The artifact finds its way back to Earth, to a small town in Idaho, where we are introduced to our ragtag crew of protagonists: orphaned siblings Henry (Sebastian Hansen) and Natalie (Emma Myers); Dawn (Danielle Brooks), a real estate agent whose car doubles as a petting zoo; and Garrett (Jason Momoa), a debt-ridden, washed-up arcade champ clinging to his glory days.
Eventually, in what can only be described as a ripoff of Jumanji, a sequence begins in which Henry stumbles upon an artifact at the arcade and ends up getting sucked through a portal into the world of “Minecraft” with the rest of the group.
This sequence takes place a full 25 minutes into a 100-minute film, meaning we spend a quarter of the runtime nowhere near the setting people came to see. But now that they’re finally there, the plot seems determined to shuttle them all back to the small Idaho town where they are unequivocally losers.
Soon after their arrival, the artifact is destroyed during a chaotic brawl with zombies and skeletons, who look like David Cronenberg nightmares rendered in cubes. With no way home, the group teams up with Steve to travel to a Woodland Mansion in search of another artifact. Because, of course, a spare of such a rare item exists.

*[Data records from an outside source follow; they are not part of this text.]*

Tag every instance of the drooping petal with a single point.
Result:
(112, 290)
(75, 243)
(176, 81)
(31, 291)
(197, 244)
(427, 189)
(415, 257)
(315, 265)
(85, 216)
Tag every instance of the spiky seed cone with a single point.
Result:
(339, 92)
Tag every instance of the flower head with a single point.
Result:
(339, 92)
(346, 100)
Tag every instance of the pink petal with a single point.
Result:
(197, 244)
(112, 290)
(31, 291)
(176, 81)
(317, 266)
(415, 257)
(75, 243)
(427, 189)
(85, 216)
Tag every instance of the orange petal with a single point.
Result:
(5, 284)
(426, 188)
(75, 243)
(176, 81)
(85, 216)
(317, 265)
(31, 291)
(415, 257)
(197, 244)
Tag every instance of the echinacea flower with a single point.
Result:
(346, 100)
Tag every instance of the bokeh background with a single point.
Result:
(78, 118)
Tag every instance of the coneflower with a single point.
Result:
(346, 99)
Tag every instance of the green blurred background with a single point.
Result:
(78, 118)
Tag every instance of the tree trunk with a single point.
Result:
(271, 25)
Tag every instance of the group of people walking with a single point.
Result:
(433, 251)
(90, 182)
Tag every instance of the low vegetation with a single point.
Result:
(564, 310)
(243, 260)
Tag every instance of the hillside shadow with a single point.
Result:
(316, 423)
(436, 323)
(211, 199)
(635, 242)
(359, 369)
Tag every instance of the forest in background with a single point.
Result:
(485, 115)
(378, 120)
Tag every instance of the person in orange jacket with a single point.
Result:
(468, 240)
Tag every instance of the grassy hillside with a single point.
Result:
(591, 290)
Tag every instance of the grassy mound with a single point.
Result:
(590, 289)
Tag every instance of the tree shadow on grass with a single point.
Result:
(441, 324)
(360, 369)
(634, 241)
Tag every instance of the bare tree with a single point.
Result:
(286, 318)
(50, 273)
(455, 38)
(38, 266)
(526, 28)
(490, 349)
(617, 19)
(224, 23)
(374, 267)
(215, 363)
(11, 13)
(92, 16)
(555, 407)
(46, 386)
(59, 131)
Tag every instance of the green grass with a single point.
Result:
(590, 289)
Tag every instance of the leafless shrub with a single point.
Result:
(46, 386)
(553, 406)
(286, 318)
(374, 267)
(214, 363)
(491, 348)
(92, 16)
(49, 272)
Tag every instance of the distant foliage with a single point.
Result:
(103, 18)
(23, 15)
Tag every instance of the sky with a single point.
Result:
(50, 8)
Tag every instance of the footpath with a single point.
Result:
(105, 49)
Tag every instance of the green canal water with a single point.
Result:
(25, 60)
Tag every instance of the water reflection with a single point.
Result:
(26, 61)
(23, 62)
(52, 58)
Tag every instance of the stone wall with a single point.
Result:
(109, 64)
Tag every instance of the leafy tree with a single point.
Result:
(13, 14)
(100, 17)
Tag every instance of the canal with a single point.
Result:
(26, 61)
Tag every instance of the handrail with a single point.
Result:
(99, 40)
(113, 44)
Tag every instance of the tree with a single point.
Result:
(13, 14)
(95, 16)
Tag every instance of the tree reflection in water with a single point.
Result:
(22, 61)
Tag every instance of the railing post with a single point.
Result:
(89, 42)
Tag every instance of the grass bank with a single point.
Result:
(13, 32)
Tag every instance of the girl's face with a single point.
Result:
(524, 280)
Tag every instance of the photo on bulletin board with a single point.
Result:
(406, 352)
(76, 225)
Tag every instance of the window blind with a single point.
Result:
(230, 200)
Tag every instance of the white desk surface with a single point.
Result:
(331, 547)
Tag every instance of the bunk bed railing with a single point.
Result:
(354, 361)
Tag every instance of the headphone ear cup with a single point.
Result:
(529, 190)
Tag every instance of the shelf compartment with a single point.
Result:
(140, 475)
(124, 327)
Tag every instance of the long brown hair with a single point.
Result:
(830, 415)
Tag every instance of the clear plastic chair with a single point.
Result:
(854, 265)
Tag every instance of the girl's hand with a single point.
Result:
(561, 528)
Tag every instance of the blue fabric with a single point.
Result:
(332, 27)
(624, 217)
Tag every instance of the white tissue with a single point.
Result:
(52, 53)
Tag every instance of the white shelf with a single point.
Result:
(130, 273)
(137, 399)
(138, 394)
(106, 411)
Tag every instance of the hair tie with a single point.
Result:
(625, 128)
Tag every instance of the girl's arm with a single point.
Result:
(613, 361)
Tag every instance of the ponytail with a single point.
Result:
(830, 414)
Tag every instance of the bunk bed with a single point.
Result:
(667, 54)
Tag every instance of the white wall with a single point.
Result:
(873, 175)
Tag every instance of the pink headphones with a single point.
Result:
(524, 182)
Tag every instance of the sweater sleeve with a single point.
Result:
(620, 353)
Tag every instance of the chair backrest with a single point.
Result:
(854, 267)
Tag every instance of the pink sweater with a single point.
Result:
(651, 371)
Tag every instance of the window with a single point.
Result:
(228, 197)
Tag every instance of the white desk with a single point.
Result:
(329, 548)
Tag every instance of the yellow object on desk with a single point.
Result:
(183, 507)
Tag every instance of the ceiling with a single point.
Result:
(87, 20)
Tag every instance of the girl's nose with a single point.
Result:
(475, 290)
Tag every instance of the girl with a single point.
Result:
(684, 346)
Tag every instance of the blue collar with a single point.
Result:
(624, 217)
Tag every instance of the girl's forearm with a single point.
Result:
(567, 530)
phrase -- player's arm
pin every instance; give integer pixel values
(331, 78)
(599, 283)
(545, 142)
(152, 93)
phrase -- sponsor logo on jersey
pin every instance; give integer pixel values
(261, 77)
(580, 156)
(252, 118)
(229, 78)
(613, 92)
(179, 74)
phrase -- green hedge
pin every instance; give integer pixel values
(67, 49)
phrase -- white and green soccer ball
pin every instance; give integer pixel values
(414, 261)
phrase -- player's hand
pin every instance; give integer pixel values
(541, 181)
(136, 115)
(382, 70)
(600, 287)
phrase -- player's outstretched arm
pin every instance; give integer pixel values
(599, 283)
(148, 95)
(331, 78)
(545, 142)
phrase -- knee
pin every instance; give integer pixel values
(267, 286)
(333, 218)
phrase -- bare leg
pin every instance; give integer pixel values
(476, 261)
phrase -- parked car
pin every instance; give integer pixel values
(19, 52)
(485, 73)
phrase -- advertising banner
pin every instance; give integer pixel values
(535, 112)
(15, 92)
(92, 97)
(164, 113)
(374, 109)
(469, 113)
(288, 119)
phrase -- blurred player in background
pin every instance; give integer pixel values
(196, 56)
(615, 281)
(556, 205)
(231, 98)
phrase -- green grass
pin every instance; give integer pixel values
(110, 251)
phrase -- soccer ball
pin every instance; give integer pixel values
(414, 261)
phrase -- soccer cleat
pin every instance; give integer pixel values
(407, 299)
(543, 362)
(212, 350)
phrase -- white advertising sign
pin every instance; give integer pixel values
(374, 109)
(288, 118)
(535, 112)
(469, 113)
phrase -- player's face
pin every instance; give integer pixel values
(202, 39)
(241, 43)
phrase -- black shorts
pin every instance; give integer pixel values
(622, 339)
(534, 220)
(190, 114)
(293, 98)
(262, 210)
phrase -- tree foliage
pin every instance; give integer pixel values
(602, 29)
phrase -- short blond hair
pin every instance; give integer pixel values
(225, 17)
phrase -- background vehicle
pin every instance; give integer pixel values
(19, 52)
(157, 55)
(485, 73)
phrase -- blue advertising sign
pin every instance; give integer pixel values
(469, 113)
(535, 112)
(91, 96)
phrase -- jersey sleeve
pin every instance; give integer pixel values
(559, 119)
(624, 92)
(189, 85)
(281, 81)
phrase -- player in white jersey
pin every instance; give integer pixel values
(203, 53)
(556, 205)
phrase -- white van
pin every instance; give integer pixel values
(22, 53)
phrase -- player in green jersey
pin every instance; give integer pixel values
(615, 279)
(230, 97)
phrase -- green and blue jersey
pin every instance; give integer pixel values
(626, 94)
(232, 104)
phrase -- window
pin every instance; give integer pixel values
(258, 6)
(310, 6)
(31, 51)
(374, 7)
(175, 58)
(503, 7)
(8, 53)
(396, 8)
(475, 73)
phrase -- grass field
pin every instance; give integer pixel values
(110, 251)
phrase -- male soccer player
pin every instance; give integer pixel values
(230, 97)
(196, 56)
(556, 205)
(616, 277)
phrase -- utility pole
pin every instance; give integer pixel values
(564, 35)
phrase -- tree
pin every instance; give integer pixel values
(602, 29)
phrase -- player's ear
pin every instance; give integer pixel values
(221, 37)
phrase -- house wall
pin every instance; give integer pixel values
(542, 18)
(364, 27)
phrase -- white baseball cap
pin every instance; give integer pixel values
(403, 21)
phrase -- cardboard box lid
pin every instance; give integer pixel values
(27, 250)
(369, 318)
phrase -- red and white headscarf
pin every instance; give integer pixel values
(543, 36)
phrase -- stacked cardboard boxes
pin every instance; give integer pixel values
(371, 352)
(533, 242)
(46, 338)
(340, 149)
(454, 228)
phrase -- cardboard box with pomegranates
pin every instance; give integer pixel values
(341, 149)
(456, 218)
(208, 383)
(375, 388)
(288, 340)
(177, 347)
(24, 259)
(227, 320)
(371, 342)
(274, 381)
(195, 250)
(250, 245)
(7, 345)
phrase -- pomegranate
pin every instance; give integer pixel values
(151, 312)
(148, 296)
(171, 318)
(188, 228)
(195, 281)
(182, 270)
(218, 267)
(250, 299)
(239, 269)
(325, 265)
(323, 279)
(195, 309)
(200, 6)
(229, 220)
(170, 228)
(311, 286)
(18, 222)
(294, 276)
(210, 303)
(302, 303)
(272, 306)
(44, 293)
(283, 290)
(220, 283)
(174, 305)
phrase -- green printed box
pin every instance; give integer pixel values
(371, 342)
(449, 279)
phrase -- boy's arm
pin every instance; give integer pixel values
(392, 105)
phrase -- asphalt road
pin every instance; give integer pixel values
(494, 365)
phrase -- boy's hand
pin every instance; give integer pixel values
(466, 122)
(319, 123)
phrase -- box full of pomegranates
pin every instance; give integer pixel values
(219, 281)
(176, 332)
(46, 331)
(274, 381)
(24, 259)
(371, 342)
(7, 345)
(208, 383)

The film flirts with the signature “Minecraft” mechanics—building, mining, crafting—but never commits. At one point, Henry constructs a tater tot launcher, an item that does not exist in the real game, at a crafting table. It might have been charming if it weren’t so obviously out of place.
Meanwhile, Steve somehow possesses items that, canonically, he should absolutely not have based on his apparent in-game progression. Command “/c” and “/give” do wonders, I guess.
By the midpoint, the movie’s flaws become even more glaring.
The acting ranges from painfully stiff to oddly overwrought. Black is annoyingly over-expressive as if he were pulled straight out of a live-action Tom and Jerry. Hansen and Myers deliver performances so flat they could fit them in their own hotbar. And Momoa and Brooks aren’t much better.
It’s hard to say whether the fault lies more with the writing or the weary expressions on their faces that scream, “How did my agent convince me of this?”
With a reported nine-figure budget, it feels like only six of those digits actually made it to the screen.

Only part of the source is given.